Ideally in the next month this whole stack will change from a single server instance which is simply not scalable into a Kubernetes cluster allowing for simple horizontal scaling. The first steps for this have already been taken, the creation of a Docker image of SWISS has been completed and automated build workflow for it has already been created and is presently functional. To be perfectly honest my understanding of the specifics of how to implement this is limited but the idea seems straight forward enough so please do not take the rest of this paragraph as fact. Kubernetes will spin up and manage a dynamic number of docker containers based on the SWISS image, based on the requests made to the cluster. The cluster will include a load balancer to distribute requests appropriately between nodes to ensure that each request is processed as quickly as possible even if another has stalled. It will also allow for a downtime free update by spinning up nodes with the update and then spinning down outdated versions.

One of the requirements of this system is to have a central data storage solution. I already have that with the PostgreSQL server hosted by DigitalOcean as it can process many simultaneous requests. The issue is the dynamic media files handled by SWISS are presently stored locally.

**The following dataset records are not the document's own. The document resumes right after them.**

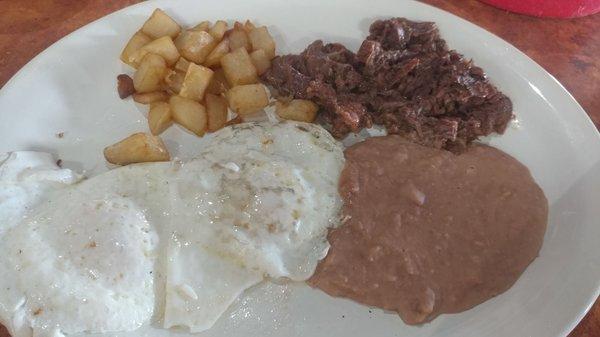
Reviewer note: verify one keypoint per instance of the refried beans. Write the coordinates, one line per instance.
(428, 232)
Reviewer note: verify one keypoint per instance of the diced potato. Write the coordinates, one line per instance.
(137, 41)
(151, 97)
(164, 47)
(261, 39)
(174, 80)
(149, 76)
(136, 58)
(189, 114)
(247, 99)
(195, 45)
(298, 110)
(238, 38)
(218, 85)
(195, 82)
(238, 67)
(216, 109)
(182, 65)
(160, 24)
(159, 117)
(248, 26)
(214, 58)
(125, 86)
(203, 26)
(137, 148)
(218, 30)
(260, 60)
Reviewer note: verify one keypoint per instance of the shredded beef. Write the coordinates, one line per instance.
(403, 77)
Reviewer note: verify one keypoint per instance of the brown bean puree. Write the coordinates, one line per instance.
(430, 232)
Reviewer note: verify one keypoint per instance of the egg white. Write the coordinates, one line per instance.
(173, 244)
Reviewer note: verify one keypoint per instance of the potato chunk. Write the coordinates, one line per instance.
(238, 39)
(203, 26)
(298, 110)
(182, 65)
(247, 99)
(218, 85)
(151, 97)
(261, 39)
(174, 80)
(160, 24)
(150, 74)
(125, 86)
(195, 45)
(238, 68)
(137, 41)
(261, 61)
(159, 117)
(189, 114)
(195, 82)
(214, 58)
(216, 109)
(218, 30)
(137, 148)
(165, 48)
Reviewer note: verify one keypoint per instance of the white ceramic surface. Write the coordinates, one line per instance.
(71, 88)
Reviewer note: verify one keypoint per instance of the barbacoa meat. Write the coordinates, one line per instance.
(403, 77)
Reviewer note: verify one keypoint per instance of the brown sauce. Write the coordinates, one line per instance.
(429, 232)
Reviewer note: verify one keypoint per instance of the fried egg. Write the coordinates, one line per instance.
(170, 245)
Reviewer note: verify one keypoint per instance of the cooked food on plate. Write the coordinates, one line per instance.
(404, 77)
(422, 220)
(182, 67)
(428, 232)
(174, 242)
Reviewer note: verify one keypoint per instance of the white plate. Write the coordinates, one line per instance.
(71, 88)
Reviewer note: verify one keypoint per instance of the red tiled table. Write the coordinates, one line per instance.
(567, 49)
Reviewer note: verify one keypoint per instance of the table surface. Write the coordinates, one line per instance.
(568, 49)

This will require the transition to a network attached storage solution that is accessible by all the nodes, as well as from a single development instance so that we are not dealing with multiple environments and testing criteria. Implementing this must happen before the transition to using a Kubernetes cluster for production as those would rely on this NAS. At the moment it seems as though the best solution to this would be using a S3 Bucket for all static and media files but that is not set in stone and requires a bit more exploration of the specifics of uploading files dynamically. In any case the application should not see the files any differently than now, the database will hold a reference to a team’s image and the server can retrieve it whether it be from the local disk or a S3 Bucket and send it off to the client or potentially just send the reference to image to the client. As I said the specifics are not nailed down.

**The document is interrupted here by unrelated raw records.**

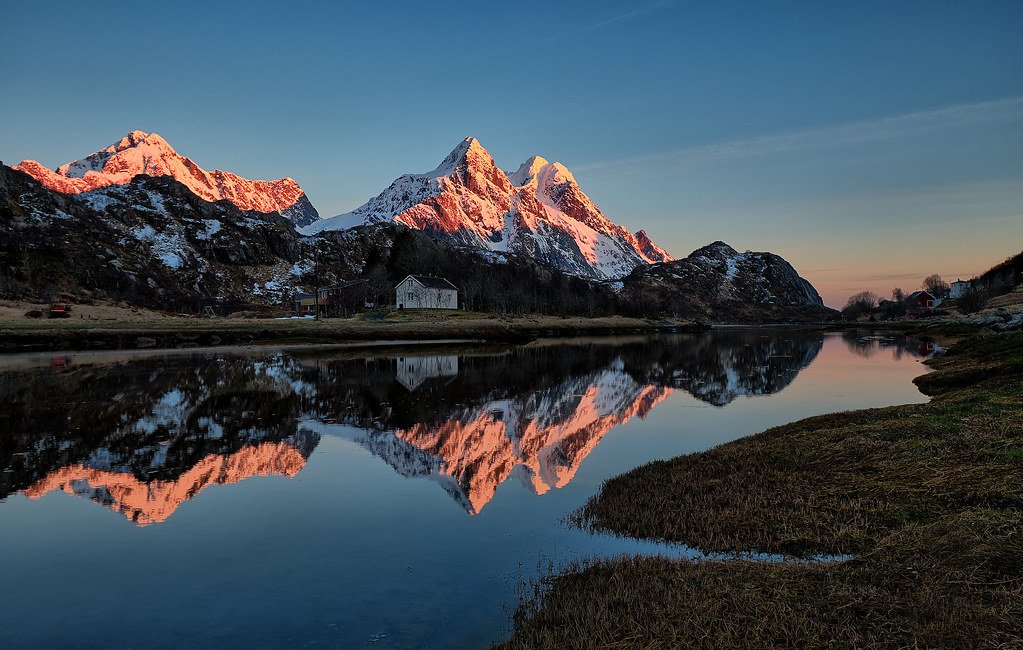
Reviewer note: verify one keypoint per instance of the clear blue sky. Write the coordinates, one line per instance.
(869, 142)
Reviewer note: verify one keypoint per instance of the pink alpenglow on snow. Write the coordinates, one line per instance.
(538, 211)
(140, 153)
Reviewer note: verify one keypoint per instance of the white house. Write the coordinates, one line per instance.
(426, 292)
(958, 289)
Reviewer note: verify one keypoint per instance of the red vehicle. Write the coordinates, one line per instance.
(59, 310)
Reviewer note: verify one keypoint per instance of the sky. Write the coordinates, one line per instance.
(870, 143)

This part of the article is just helping me set my plans straight. Past what is written here I don’t think there will be any more major changes to how the application works. Upgrading from year to year in this system will be interesting. If everything works together the way I am intending it should be even easier than the last upgrade from 2020/21 to 2022 as things are more automated now, or it could all break as things are more automated now… It would have really helped having some relevant formal training and not being stuck in the middle of a University Computer Science degree.

Future of SWISS

Ideally the current version of this application will work for my own teams in their first upcoming events of the 2022 season happening simultaneously in early March and then with that we can look to expand it to other teams in FRC. This will require the scaling that Kubernetes allows so as soon as it can be implemented and tested then I’ll be trying to get more and more teams using this software. One of the questions that I’ve had from people is “Why give this software away for free to other teams?”. It’s being given away free with the source code because I think that given being in the program myself and having had immense benefit from it myself, I realize that it wouldn’t have been possible if developers charged for everything that made the experience better or if teams kept their new tools private. This is my way of giving back to the FIRST community in my small way. We might have to charge a small fee to pay for the web hosting of the project depending on how many people decide to adopt it, but it will always be available free in both the source code and an installable .deb file.